Assignment 3
------------
Once again, the lambda evaluator will make working through this
assignment much faster and more secure.
#Writing recursive functions on version 1 style lists#
Recall that version 1 style lists are constructed like this (see
[[lists and numbers]]):
; booleans
let true = \x y. x in
let false = \x y. y in
let and = \l r. l (r true false) false in
; version 1 lists
let make_pair = \f s g. g f s in
let fst = true in
let snd = false in
let empty = make_pair true junk in
let isempty = \x. x fst in
let make_list = \h t. make_pair false (make_pair h t) in
let head = \l. isempty l err (l snd fst) in
let tail = \l. isempty l err (l snd snd) in
; a list of numbers to experiment on
let mylist = make_list 1 (make_list 2 (make_list 3 empty)) in
; a fixed-point combinator for defining recursive functions
let Y = \f. (\h. f (h h)) (\h. f (h h)) in
; church numerals
let iszero = \n. n (\x. false) true in
let succ = \n s z. s (n s z) in
let mult = \m n s. m (n s) in
let length = Y (\length l. isempty l 0 (succ (length (tail l)))) in
let pred = \n. iszero n 0 (length (tail (n (\p. make_list junk p) empty)))
in
let leq = \m n. iszero(n pred m) in
let eq = \m n. and (leq m n)(leq n m) in
eq 2 2 yes no
Then `length mylist` evaluates to 3.
1. What does `head (tail (tail mylist))` evaluate to?
2. Using the `length` function as a model, and using the predecessor
function, write a function that computes factorials. (Recall that n!,
the factorial of n, is n times the factorial of n-1.)
Warning: it takes a long time for my browser to compute factorials larger than 4!
3. (Easy) Write a function `equal_length` that returns true just in case
two lists have the same length. That is,
equal_length mylist (make_list junk (make_list junk (make_list junk empty))) ~~> true
equal_length mylist (make_list junk (make_list junk empty))) ~~> false
4. (Still easy) Now write the same function, but don't use the length
function.
5. In assignment 2, we discovered that version 3-type lists (the ones
that
work like Church numerals) made it much easier to define operations
like `map` and `filter`. But now that we have recursion in our
toolbox,
reasonable map and filter functions for version 1 lists are within our
reach. Give definitions for `map` and a `filter` for verson 1 type
lists.
#Computing with trees#
Linguists analyze natural language expressions into trees.
We'll need trees in future weeks, and tree structures provide good
opportunities for learning how to write recursive functions.
Making use of the resources we have at the moment, we can approximate
trees as follows: instead of words, we'll use Church numerals.

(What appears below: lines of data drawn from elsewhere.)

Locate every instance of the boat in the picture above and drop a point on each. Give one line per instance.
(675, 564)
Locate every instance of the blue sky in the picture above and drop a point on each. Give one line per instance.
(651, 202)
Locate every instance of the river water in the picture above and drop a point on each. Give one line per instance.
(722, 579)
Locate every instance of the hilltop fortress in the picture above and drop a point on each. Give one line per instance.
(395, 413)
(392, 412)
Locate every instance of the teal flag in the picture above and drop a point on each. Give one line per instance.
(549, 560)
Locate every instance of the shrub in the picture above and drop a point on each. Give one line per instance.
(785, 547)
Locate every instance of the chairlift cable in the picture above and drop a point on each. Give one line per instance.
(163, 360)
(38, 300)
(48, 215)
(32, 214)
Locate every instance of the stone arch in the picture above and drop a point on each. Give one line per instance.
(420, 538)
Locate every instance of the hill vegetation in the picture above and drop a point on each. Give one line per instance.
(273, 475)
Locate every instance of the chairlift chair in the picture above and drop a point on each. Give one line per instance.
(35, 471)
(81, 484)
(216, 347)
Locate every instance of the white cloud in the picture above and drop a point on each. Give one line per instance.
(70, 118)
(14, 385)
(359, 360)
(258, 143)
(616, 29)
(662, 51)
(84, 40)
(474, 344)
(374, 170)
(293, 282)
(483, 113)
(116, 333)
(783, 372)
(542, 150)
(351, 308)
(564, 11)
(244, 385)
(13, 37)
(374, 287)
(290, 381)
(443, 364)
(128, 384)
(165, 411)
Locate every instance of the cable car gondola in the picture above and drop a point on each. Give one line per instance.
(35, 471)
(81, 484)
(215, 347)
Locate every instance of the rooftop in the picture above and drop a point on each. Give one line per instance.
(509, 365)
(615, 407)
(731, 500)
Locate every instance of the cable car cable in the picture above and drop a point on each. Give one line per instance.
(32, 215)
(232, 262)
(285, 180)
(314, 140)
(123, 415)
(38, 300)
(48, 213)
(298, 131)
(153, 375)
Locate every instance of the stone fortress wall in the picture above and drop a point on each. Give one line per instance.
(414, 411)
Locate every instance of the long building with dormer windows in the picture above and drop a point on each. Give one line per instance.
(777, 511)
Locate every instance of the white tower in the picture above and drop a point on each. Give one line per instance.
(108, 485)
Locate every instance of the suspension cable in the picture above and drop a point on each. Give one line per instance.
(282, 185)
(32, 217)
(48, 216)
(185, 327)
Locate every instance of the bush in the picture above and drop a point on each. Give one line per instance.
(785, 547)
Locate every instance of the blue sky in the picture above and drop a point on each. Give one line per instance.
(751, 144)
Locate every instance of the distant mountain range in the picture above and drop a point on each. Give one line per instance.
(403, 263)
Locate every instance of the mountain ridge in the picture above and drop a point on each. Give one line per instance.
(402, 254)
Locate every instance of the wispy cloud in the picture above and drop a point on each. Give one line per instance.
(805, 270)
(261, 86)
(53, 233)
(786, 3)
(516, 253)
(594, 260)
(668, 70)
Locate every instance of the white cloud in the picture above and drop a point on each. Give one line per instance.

Then a tree will be a (version 1 type) list in which each element is
itself a tree. For simplicity, we'll adopt the convention that
a tree of length 1 must contain a number as its only element.
Then we have the following representations:
(a) (b) (c)
.
/|\ /\ /\
/ | \ /\ 3 1 /\
1 2 3 1 2 2 3
[[1];[2];[3]] [[[1];[2]];[3]] [[1];[[2];[3]]]

Limitations of this scheme include the following: there is no easy way
to label a constituent with a syntactic category (S or NP or VP,
etc.), and there is no way to represent a tree in which a mother has a
single daughter.
When processing a tree, you can test for whether the tree contains
only a numeral (in which case the tree is leaf node) by testing for
whether the length of the list is less than or equal to 1. This will
be your base case for your recursive functions that operate on these
trees.
1. Write a function that sums the number of leaves in a tree.
Expected behavior:
let t1 = (make_list 1 empty) in
let t2 = (make_list 2 empty) in
let t3 = (make_list 3 empty) in
let t12 = (make_list t1 (make_list t2 empty)) in
let t23 = (make_list t2 (make_list t3 empty)) in
let ta = (make_list t1 t23) in
let tb = (make_list t12 t3) in
let tc = (make_list t1 (make_list t23 empty)) in
sum-leaves t1 ~~> 1
sum-leaves t2 ~~> 2
sum-leaves t3 ~~> 3
sum-leaves t12 ~~> 3
sum-leaves t23 ~~> 5
sum-leaves ta ~~> 6
sum-leaves tb ~~> 6
sum-leaves tc ~~> 6
2. Write a function that counts the number of leaves.